Regression Archives - Page 6 of 13 -

Simple Linear Regression Model

Apr 4, 2025May 15, 2024 by Muhammad Imdad Ullah

A simple Linear Regression model is one of the most fundamental techniques in machine learning and statistics. Whether you are a data science newbie or just brushing up on the basics, understanding linear regression is essential.

Introduction

Frequently, we measure two or more variables on each individual and try to express the nature of the relationship between these variables (for example, in the simple linear regression model and correlation analysis). Using the regression technique, we estimate the relationship of one variable with another by expressing the one in terms of a linear (or more complex) function of another. We also predict the values of one variable in terms of the other. The variables involved in regression and correlation analysis are continuous. In this post, we will learn about the Simple Linear Regression Model.

Functional Relationship Between Variables

We are interested in establishing significant functional relationships between two (or more) variables. For example, the function $Y=f(X)=a+bx$ (read as $Y$ is a function of $X$) establishes a relationship to predict the values of variable $Y$ for the given values of variable $X$. In statistics (biostatistics), the function is a simple linear regression model or the regression equation.

The variable $Y$ is called the dependent (response) variable, and $X$ is called the independent (regressor or explanatory) variable.

In biology, many relationships can be appropriate over only a limited range of values of $X$. Negative values are meaningless in many cases, such as age, height, weight, and body temperature.

The method of linear regression is used to estimate the best-fitting straight line to describe the relationship between variables. The linear regression gives the equation of the straight line that best describes how the outcome of $Y$ increases/decreases with an increase/decrease in the explanatory variable $X$. The equation of the regression line is
$$Y=\beta_0 + \beta_1 X,$$
where $\beta_0$ is the intercept (value of $Y$ when $X=0$) and $\beta_1$ is the slope of the line.
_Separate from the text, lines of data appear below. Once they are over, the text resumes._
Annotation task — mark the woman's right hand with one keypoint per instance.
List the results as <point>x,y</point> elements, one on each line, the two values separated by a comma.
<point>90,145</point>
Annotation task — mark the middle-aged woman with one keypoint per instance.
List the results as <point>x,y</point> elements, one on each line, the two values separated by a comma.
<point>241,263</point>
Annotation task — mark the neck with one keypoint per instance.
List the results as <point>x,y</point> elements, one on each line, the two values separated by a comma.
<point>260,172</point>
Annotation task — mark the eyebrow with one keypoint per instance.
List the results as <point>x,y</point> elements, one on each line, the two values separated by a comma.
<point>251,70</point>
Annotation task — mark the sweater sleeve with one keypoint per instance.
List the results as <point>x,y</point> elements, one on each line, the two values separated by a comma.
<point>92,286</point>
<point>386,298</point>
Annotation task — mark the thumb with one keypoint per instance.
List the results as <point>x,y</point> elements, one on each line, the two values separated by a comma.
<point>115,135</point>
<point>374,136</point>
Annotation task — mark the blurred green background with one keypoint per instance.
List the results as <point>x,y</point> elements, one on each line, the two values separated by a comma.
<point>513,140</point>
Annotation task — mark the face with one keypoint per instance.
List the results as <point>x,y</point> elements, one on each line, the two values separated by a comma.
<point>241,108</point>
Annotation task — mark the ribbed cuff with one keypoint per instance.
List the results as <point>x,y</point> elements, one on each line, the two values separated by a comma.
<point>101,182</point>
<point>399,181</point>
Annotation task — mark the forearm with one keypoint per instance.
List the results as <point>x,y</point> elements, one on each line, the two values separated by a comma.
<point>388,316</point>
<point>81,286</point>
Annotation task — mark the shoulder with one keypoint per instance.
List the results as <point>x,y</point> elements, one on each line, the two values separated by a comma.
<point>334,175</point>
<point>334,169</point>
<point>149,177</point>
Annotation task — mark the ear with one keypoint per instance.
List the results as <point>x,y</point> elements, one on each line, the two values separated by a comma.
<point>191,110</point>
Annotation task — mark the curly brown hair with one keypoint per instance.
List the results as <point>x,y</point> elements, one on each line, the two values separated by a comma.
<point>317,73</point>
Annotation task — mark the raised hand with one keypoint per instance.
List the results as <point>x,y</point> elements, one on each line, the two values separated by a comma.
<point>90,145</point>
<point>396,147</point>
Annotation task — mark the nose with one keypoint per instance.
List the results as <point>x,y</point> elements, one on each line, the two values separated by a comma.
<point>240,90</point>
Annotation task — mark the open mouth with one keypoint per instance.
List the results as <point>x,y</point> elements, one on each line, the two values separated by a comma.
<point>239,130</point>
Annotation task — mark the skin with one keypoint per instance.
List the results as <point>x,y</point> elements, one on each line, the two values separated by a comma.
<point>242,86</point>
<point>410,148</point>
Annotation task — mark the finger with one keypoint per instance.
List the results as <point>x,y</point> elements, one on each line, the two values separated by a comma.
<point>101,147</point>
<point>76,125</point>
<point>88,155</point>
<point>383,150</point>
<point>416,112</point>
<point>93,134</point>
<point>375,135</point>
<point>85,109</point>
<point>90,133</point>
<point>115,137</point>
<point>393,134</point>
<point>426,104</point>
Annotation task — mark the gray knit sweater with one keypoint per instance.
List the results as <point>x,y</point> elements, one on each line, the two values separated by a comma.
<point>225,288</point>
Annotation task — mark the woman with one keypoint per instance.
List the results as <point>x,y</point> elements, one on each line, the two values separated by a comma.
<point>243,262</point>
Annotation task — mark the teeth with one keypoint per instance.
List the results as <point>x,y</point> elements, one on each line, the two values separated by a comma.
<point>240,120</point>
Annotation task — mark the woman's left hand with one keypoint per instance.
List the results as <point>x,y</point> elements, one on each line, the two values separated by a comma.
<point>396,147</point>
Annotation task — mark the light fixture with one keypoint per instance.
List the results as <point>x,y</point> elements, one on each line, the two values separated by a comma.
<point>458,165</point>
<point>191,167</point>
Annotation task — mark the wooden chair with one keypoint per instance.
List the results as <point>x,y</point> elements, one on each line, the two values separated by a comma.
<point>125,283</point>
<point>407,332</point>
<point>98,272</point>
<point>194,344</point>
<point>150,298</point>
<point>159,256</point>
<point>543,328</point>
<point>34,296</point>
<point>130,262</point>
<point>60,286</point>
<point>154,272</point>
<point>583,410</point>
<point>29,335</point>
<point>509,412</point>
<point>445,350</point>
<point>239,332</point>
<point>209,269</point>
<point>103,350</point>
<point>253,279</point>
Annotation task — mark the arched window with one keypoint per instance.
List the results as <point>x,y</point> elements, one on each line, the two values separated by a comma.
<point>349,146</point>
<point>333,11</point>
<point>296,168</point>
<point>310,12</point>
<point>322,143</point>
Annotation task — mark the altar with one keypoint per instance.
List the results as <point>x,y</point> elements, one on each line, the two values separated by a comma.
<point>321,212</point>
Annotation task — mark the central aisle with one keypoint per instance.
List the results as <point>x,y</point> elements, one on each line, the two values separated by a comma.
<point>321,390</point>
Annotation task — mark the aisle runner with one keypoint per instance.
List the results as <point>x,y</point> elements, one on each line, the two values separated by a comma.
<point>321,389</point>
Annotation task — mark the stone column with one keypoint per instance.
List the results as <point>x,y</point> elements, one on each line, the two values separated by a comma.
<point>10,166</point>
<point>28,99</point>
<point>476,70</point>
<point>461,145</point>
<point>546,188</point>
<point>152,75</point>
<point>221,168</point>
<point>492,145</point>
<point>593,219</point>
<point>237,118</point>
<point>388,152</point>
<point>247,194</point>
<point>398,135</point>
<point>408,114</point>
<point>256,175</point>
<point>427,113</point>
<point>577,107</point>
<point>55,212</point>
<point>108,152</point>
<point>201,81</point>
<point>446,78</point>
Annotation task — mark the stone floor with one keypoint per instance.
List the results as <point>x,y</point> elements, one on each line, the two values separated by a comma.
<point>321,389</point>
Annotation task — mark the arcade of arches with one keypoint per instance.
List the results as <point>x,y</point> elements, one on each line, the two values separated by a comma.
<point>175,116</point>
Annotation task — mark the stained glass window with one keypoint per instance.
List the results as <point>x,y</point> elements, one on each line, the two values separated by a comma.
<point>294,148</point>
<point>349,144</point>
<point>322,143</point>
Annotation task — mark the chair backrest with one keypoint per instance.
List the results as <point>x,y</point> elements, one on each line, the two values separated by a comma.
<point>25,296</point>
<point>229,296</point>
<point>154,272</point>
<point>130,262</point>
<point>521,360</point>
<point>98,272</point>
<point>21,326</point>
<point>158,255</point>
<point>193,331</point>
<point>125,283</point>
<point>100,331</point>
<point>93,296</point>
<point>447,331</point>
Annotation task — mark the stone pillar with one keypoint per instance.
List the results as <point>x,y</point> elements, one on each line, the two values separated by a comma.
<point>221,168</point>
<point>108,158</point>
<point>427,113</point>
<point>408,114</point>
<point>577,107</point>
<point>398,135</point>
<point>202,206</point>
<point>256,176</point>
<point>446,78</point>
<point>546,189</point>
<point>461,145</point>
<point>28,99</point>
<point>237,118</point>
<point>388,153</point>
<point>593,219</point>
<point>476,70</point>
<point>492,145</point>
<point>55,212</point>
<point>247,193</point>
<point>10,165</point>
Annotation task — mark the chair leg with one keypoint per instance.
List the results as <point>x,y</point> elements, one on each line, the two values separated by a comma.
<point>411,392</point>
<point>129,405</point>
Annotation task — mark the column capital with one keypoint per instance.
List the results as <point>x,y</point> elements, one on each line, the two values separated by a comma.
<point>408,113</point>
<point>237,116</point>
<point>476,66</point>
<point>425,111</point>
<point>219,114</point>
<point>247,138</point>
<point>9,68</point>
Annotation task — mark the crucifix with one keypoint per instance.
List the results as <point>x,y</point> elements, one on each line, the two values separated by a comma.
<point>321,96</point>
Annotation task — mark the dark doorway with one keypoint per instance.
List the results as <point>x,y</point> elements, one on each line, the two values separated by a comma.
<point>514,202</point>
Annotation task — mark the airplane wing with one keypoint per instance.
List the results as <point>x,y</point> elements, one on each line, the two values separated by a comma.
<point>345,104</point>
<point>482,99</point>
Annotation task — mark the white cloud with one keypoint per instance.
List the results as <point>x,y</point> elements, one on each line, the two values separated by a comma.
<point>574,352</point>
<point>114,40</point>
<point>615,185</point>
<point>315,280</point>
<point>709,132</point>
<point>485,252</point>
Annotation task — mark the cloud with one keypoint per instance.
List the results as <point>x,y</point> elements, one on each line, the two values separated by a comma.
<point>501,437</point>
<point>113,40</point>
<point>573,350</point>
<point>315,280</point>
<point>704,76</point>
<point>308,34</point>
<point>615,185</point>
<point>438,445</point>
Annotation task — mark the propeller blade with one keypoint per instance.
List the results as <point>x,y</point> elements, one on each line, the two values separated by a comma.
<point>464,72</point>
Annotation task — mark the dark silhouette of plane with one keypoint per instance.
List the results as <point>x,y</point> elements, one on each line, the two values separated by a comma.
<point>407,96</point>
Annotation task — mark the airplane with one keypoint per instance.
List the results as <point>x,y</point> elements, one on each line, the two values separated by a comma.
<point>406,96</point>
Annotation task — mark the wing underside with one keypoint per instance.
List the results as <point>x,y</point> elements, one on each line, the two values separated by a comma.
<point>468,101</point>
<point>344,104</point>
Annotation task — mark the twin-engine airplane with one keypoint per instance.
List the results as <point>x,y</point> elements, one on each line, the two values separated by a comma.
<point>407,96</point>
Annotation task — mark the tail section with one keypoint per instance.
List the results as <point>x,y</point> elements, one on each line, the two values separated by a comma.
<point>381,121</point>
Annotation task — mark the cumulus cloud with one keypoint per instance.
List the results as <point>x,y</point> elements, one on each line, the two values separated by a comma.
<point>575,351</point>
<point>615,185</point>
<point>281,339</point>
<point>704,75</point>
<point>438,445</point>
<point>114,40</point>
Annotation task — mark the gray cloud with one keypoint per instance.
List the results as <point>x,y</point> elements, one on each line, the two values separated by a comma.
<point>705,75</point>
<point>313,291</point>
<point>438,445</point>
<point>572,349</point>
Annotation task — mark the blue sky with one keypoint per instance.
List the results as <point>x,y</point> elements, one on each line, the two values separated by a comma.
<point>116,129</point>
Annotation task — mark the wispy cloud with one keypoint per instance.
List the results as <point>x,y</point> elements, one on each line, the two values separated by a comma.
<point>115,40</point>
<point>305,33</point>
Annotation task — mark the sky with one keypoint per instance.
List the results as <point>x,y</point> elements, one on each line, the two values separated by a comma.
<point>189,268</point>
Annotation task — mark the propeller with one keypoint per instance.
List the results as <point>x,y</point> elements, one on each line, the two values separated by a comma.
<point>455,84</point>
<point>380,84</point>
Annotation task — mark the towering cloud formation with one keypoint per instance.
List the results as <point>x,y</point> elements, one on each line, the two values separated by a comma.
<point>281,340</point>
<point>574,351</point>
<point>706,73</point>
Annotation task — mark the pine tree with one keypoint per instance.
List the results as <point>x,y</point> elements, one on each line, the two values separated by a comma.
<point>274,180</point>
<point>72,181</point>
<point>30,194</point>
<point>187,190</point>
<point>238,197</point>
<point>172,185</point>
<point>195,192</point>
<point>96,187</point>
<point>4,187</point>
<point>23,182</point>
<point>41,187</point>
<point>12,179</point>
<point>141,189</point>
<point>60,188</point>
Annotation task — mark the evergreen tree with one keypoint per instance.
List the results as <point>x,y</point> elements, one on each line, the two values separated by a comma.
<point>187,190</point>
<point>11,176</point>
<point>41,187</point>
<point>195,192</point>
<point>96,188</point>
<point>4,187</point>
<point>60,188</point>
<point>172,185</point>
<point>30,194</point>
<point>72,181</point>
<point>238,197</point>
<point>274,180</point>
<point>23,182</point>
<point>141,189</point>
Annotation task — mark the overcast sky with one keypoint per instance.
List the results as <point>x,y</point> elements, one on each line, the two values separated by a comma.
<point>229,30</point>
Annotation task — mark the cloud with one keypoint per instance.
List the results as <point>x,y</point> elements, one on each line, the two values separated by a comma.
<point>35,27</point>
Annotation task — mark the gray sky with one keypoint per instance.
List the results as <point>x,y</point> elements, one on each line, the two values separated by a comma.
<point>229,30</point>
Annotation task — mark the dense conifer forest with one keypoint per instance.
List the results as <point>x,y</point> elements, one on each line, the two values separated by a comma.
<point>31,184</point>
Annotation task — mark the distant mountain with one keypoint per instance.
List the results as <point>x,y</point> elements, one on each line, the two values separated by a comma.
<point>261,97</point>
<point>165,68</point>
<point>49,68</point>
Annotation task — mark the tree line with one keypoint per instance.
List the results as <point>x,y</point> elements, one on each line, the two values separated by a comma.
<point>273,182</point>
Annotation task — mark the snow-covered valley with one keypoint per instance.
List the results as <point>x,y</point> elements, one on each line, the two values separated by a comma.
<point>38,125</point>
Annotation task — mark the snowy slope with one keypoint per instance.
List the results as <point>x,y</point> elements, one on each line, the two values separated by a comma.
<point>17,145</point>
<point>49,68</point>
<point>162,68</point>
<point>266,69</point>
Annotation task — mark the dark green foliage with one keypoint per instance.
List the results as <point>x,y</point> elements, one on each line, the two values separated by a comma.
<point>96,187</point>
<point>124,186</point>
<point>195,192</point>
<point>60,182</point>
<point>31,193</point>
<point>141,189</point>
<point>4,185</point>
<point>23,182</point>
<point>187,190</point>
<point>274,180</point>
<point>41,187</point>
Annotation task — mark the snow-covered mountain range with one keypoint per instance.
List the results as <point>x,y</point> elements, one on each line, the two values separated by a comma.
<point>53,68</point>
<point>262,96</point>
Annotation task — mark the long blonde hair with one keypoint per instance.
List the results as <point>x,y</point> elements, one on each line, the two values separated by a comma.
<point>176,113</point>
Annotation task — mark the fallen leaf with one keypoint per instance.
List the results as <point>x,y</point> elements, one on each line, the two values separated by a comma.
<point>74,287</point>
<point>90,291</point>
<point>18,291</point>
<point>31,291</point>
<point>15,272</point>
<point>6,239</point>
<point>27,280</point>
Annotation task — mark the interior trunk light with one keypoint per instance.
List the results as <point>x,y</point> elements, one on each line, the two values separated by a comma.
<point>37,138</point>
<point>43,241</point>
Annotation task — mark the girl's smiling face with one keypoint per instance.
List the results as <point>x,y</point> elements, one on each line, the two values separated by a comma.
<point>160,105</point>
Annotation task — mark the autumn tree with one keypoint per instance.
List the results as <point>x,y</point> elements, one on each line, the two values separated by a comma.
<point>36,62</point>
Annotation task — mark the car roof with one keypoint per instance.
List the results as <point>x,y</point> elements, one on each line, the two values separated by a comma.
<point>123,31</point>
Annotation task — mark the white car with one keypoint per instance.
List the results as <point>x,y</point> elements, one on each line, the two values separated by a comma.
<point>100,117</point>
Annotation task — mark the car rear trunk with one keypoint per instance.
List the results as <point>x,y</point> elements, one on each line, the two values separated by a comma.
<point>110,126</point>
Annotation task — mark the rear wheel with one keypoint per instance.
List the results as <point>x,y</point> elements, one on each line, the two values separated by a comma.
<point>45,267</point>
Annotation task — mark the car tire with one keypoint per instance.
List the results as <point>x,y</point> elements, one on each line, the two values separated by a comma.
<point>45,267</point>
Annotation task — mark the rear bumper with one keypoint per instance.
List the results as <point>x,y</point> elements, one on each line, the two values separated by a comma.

Both $\beta_0$ and $\beta_1$ are the parameters (or regression coefficients) of the linear equation.

Estimation of Regression Coefficients in Simple Linear Regression Model

The best-fitting line is derived using the method of the \textit{Least Squares} by finding the values of the parameters $\beta_0$ and $\beta_1$ that minimize the sum of the squared vertical distances of the points from the regression line,

The dotted-line (best-fit) line passes through the point ($\overline{X}, \overline{Y}$).

The regression line $Y=\beta_0+\beta_1X$ is fit by the least-squares methods. The regression coefficients $\beta_0$ and $\beta_1$ are both calculated to minimize the sum of squares of the vertical deviations of the points about the regression line. Each deviation equals the difference between the observed value of $Y$ and the estimated value of $Y$ (the corresponding point on the regression.

The following table shows the \textit{body weight} and \textit{plasma volume} of eight healthy men.

Subject	Body Weight (KG)	Plasma Volume (liters)
1	58.0	2.75
2	70.0	2.86
3	74.0	3.37
4	63.5	2.76
5	62.0	2.62
6	70.5	3.49
7	71.0	3.05
8	66.0	3.12

Simple Linear Regression Models: Scatter plot with regression line

Estimation of Paramters

The parameters $\beta_0$ and $\beta_1$ are estimated using the following formula (for simple linear regression model):

\begin{align}
\beta_1 &= \frac{n\sum\limits_{i=1}^{n} x_iy_i -\sum\limits_{i=1}^{n} x_i \sum\limits_{i=1}^{n} y_i} {n \sum\limits_{i=1}^{n} x_i^2 – \left(\sum\limits_{i=1}^{n} x_i \right)^2}\\
\beta_0 &= \overline{Y} – \beta_1 \overline{X}
\end{align}

Regression coefficients are sometimes known as “beta-coefficients”. When the slope ($\beta_1=0$, then there is no relationship between $X$ and $Y$ variables. For the data above, the best-fitting straight line describing the relationship between plasma volume with body weight is
$$Plasma\, Volume = 0.0857 +0.0436\times Weight$$
Note that the calculated values for $\beta_0$ and $\beta_1$ are estimates of the population values and, therefore, subject to sampling variations.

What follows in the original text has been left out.